The biggest advantage the STR-DG920 has over its competitors is the inclusion of a basic graphical user interface. It's also strong on analog upconversion, capable of upconverting analog signals up to 1080p; even 1080i component video sources can be converted, which is rare at any price point. The STR-DG920 is XM-ready, but now that Sirius and XM have merged, that means you'll still have access to the bulk of the unified satellite radio programming dial. (You'll need to invest in an XM Mini-Tuner and a Home Dock--plus a monthly subscription--to get XM service on the DG920.)

HDMI inputs 4 Optical audio inputs 3
Component video inputs 3 Coaxial audio inputs 2
Max connected HD devices 7 Stereo analog audio inputs 2
Composite AV inputs 5 Analog multichannel inputs 7.1
Max connected video devices 8 Phono input Yes

Like the Onkyo TX-SR606, the STR-DG920 features four HDMI inputs, which is the most you're going to see at this price point. It does a good job covering analog video signals, too, with three component video inputs and five AV inputs, although note that the STR-DG920 completely lacks S-Video inputs.

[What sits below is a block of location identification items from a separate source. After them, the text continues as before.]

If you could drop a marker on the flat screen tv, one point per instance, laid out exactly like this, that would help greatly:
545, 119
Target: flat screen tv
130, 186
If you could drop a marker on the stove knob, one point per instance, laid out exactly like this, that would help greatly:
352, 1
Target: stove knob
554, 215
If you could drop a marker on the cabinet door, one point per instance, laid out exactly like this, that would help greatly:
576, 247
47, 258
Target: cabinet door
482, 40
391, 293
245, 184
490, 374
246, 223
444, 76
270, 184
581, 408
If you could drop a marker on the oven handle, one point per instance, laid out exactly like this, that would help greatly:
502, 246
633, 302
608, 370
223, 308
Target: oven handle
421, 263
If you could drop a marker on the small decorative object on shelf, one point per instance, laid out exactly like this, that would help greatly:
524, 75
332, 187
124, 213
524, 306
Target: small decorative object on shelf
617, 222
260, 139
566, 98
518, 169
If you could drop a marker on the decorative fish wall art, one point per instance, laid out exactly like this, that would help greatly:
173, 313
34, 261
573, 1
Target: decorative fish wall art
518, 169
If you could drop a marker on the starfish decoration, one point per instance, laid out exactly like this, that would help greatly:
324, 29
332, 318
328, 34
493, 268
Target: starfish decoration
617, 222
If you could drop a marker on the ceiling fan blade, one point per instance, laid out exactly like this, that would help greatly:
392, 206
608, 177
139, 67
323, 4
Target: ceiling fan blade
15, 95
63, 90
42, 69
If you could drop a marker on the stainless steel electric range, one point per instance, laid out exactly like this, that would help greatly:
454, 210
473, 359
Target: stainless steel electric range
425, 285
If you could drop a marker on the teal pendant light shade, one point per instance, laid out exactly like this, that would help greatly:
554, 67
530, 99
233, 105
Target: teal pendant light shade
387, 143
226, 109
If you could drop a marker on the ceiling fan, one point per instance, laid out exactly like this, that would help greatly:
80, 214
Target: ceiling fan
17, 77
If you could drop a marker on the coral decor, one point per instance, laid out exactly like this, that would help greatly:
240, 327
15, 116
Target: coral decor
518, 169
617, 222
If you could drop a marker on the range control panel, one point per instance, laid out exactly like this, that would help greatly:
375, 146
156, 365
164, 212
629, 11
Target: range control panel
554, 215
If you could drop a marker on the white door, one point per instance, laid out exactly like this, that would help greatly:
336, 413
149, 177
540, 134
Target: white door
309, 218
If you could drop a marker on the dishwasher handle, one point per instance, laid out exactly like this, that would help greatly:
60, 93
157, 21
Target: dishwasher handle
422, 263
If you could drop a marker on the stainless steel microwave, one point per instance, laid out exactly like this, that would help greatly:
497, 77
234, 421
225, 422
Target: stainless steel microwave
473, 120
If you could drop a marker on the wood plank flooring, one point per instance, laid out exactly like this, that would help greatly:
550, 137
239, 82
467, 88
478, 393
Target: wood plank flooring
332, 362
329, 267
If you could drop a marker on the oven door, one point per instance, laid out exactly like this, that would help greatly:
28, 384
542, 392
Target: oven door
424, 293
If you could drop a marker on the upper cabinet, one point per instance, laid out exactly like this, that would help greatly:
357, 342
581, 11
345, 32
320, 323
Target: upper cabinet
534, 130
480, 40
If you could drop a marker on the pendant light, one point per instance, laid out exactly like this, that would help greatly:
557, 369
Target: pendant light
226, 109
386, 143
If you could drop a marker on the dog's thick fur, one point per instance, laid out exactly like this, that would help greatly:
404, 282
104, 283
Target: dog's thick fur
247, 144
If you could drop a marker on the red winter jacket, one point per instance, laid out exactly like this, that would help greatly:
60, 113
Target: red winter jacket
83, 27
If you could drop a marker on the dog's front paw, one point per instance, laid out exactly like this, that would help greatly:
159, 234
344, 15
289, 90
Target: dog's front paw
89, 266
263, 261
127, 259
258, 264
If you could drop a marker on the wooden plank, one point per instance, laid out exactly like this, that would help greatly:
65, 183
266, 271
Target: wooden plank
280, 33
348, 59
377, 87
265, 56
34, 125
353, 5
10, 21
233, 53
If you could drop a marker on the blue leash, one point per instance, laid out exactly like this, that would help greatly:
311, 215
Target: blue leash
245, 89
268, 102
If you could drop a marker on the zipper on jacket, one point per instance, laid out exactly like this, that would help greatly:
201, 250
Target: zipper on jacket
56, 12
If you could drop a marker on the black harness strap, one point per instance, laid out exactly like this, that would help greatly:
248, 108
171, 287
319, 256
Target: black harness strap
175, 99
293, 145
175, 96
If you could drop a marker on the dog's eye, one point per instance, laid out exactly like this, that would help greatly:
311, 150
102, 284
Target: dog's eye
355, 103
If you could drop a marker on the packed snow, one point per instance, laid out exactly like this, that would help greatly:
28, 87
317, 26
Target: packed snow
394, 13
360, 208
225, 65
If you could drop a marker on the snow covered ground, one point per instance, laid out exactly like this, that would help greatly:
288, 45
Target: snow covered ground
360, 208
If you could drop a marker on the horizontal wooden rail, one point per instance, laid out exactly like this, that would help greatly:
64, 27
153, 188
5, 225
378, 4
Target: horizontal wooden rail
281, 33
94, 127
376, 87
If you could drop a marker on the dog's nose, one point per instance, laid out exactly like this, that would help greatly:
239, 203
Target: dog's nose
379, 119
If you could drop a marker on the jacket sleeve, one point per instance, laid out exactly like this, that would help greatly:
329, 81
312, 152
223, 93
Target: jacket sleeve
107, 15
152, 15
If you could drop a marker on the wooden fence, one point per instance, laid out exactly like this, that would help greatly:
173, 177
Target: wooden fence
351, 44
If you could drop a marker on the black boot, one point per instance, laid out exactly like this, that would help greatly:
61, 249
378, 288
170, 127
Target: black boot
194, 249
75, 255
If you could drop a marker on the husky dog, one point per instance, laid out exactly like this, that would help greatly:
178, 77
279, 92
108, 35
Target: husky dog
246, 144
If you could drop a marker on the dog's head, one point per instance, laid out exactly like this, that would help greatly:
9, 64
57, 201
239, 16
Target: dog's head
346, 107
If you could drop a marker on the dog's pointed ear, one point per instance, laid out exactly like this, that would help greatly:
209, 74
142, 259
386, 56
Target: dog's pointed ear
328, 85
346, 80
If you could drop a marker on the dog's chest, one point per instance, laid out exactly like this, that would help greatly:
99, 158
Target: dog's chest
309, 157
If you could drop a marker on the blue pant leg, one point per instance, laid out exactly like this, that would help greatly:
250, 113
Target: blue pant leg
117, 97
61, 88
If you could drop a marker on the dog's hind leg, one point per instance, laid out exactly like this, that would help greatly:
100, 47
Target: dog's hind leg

The Sony also generously allows you to connect eight simultaneous video devices (and seven simultaneous HD devices), thanks to plenty of inputs "slots" (such as "BD" and "DVD"). All of the inputs can also be renamed, which means you'll have no problem assigning your inputs to something easy to remember like "TiVo" or "Xbox 360."

Sony also has its proprietary DM port, which allows you to connect one of four compatible accessories, which range in price from $80 to $200: the TDM-NC1 (a Wi-Fi music streamer), the TDM-BT1 (a Bluetooth adapter), the TDM-NW1 (a dock for certain Sony Walkman MP3 models), and the TDM-IP50 (an iPod dock). We weren't thrilled with any of those devices we tested, and would recommend going with more generic, non-Sony alternatives instead, and just connecting them to one of the free audio inputs.